Biden given another brief respite from court crackdown on his censorship program

President Joe Biden has been given another brief respite from a federal court crackdown on his scheming with social media companies to censor the ideas he dislikes.


Alito grants temporary pause on injunction

Bob Unruh
WND News Center

President Joe Biden has been given another brief respite from a federal court crackdown on his scheming with social media companies to censor the ideas he dislikes.

The Daily Caller News Foundation revealed that Supreme Court Justice Samuel Alito on Friday granted another short stay.

It, for now, blocks an injunction that will halt Biden from “encouraging” social media companies to censor speech.

It was confirmed during Biden’s administration, and especially during election periods, that Biden’s bureaucrats had multiple channels to various foundations. They would complain to those foundations about ideas he refused to tolerate, and then those foundations would complain to social media corporations until those comments were censored.

It was set up like this because the Biden administration directly censoring ideas violates the Constitution.

Alito’s decision blocks, temporarily, the injunction originally issued by District of Louisiana Judge Terry A. Doughty. The new deadline is October 20.

The justices now have more time to consider the Biden administration’s request for a longer stay on the injunction and to take up the case.

Doughty’s original order found Biden’s plan akin to an “Orwellian Ministry of Truth.”

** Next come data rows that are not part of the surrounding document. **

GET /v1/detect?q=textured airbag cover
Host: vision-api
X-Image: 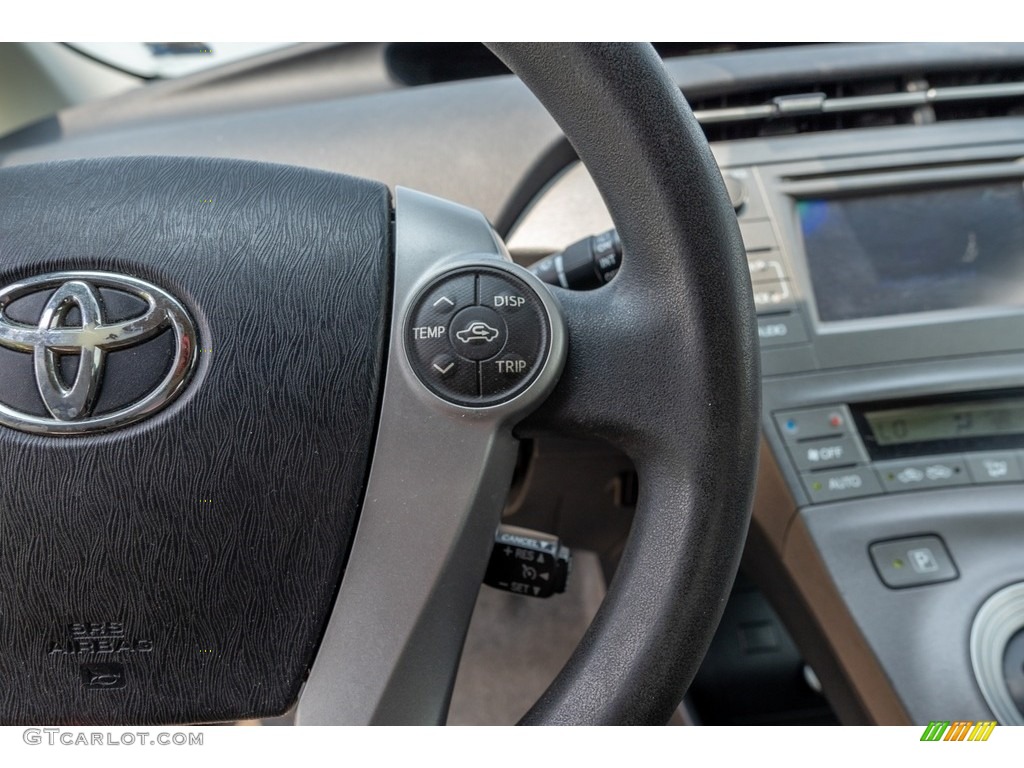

[0,158,390,724]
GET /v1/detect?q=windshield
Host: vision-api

[68,42,296,78]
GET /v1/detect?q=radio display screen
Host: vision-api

[864,397,1024,446]
[797,179,1024,323]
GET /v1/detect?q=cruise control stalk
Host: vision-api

[529,229,623,291]
[483,525,572,597]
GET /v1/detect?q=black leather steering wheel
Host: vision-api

[0,44,759,724]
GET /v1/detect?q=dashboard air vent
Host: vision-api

[690,68,1024,141]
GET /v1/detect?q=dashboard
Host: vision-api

[0,44,1024,724]
[509,46,1024,723]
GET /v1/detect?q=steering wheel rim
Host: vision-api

[0,44,759,724]
[492,44,760,724]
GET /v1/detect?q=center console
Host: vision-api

[510,120,1024,724]
[737,139,1024,724]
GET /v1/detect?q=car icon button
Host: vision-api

[449,306,508,360]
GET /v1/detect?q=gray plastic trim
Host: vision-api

[296,187,566,725]
[971,583,1024,725]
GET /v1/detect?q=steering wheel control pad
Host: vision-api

[406,265,551,408]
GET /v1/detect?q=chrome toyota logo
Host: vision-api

[0,271,197,434]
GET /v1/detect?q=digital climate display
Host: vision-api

[864,397,1024,446]
[797,179,1024,323]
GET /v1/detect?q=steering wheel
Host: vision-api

[0,44,759,724]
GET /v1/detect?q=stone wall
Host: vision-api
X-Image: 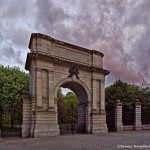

[22,33,109,137]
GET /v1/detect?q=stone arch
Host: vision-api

[54,78,91,101]
[54,78,91,133]
[22,33,109,137]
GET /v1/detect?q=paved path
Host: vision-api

[0,131,150,150]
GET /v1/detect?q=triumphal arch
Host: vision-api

[22,33,109,137]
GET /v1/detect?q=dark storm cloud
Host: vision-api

[0,0,32,68]
[0,0,150,84]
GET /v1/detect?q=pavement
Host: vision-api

[0,130,150,150]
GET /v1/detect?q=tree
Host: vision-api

[105,80,140,110]
[64,92,78,124]
[0,65,29,126]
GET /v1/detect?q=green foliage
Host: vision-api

[105,80,150,111]
[0,66,29,124]
[64,92,78,124]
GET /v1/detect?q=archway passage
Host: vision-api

[22,33,109,137]
[58,81,88,133]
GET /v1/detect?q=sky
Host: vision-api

[0,0,150,85]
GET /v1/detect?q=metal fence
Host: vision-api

[122,109,134,125]
[0,108,22,137]
[59,124,78,134]
[141,109,150,124]
[106,109,116,131]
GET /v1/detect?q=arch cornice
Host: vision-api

[54,77,91,101]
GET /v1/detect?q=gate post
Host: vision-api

[115,100,123,131]
[134,99,142,130]
[22,93,31,137]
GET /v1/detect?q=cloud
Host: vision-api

[0,0,150,84]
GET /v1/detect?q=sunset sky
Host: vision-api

[0,0,150,85]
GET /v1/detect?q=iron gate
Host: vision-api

[0,104,22,137]
[106,109,116,131]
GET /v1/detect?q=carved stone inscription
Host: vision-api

[55,46,91,65]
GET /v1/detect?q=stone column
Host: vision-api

[100,80,105,113]
[92,79,97,112]
[22,93,31,137]
[115,100,123,131]
[48,70,55,111]
[92,80,108,134]
[36,68,42,109]
[134,100,142,130]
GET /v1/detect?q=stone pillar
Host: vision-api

[134,100,142,130]
[22,93,31,137]
[115,100,123,131]
[36,68,42,109]
[48,70,54,111]
[92,79,97,111]
[92,80,108,134]
[92,113,108,134]
[100,80,105,113]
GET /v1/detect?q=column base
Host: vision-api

[30,111,60,137]
[34,124,60,138]
[21,124,30,137]
[116,123,123,132]
[135,124,142,131]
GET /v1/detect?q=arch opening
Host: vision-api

Reuters reported the case was launched by the Republican attorneys general of Missouri and Louisiana and a group of social media users.

They accused federal officials of unlawfully helping suppress conservative-leaning speech on major social media platforms, such as Meta’s Facebook, Alphabet’s YouTube and X, formerly called Twitter.

Democrats repeatedly have called for more censorship of speech with which they disagree. They claim to be opposing “misinformation,” “disinformation” and “malinformation,” but essentially their targets are ideas that do not align with their party’s talking points.

The subjects of that “information” have ranged from election fraud and faulty COVID “vaccines” to Biden family corruption and more.

Just days earlier, the 5th U.S. Circuit Court of Appeals had expanded it’s original decision to allow Doughty’s injunction to stand, adding the Cybersecurity and Infrastructure Security Agency to the preliminary injunction in Missouri v. Biden.

Other agencies already barred from the censorship campaigns include the White House, the Surgeon General’s office, CDC and FBI.